- Don't try this at home...
- I was just saying....
- Holy Shit! What did I do?
Gearing up for extreme weather at the farm, whether it be searing triple-digit temperatures with oppressive humidity or the stinging, bitter cold that dries out ones' skin as to create a pale dust like that of plaster demolition, is hard work. I contemplated calling in back-up, but opted to tackle my to-do list solo.
"I'm not going to do any large-scale animal handling or farm chores by myself," I professed only hours previously. And when it came time to ensure that everyone had bedded shelter from the elements, I resorted to my IH 444 for assistance moving portable shelters behind the shelter of tree breaks. After all, I should use my tractor instead of hurting myself.
While I'm at it.....
Nothing sucks more than livestock getting loose during inclement weather so prior to those days that the weatherman says is going to be batshit miserable to both man and beast, I take inventory about the farm that could lead to my four-legged employees roaming the 'hood. They may not mind the cold, but chasing down the herd when the air outside gives you an ice cream headache is definitely on my not-ever-to-do list.

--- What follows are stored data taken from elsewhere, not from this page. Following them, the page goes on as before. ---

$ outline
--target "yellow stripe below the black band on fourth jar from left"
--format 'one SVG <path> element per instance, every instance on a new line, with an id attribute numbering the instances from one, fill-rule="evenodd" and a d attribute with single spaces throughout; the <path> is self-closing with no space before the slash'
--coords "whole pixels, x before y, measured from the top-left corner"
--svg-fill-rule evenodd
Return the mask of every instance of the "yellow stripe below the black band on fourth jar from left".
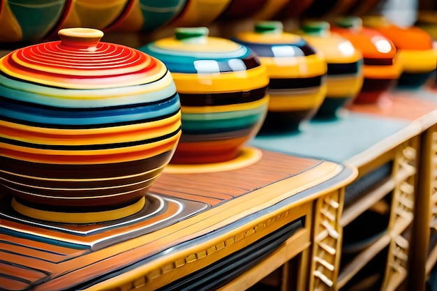
<path id="1" fill-rule="evenodd" d="M 348 77 L 330 77 L 328 75 L 326 79 L 326 96 L 330 98 L 355 96 L 360 92 L 363 80 L 362 74 Z"/>

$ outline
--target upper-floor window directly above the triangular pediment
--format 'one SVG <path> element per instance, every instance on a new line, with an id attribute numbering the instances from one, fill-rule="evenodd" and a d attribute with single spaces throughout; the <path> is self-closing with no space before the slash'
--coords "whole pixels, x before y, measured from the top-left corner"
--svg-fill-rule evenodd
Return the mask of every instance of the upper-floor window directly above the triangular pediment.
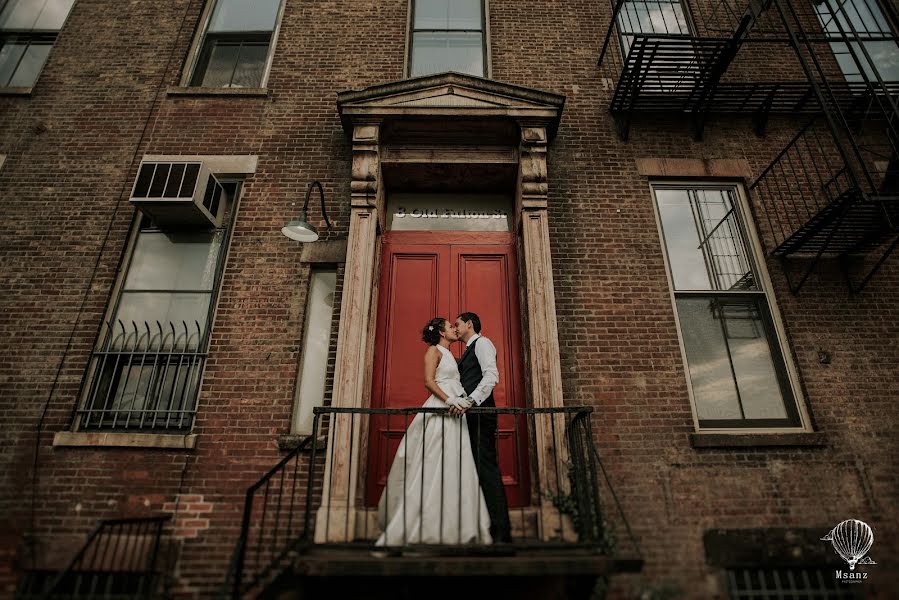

"Give me a chain and my IH 444 and I can move the world," I used to say.
Farming accidents happen fast...really fast.
As you can see, the remaining two trees are leaning aft. The one that is wedged between the wheel fender and bucket armature was in a similar position. A chain around the base attached to the 3-point hitch. Second gear should jerk those shallow roots clear of the soil.
But before I could hit the clutch and break, the tree pivoted toward the tractor and came crashing down only inches from my head.
Oh, big shit.
Over the years I've pulled out, pushed over and lifted many dead pines with my beloved little diesel tractor, but iron & engines are dangerous no matter if they're a top drive on an offshore oil rig or a forty-six year old tractor tooling around in the dirt.
Today was a big reality check, the kind that roll out the black and yellow caution tape from the edge of the gate to the bridge.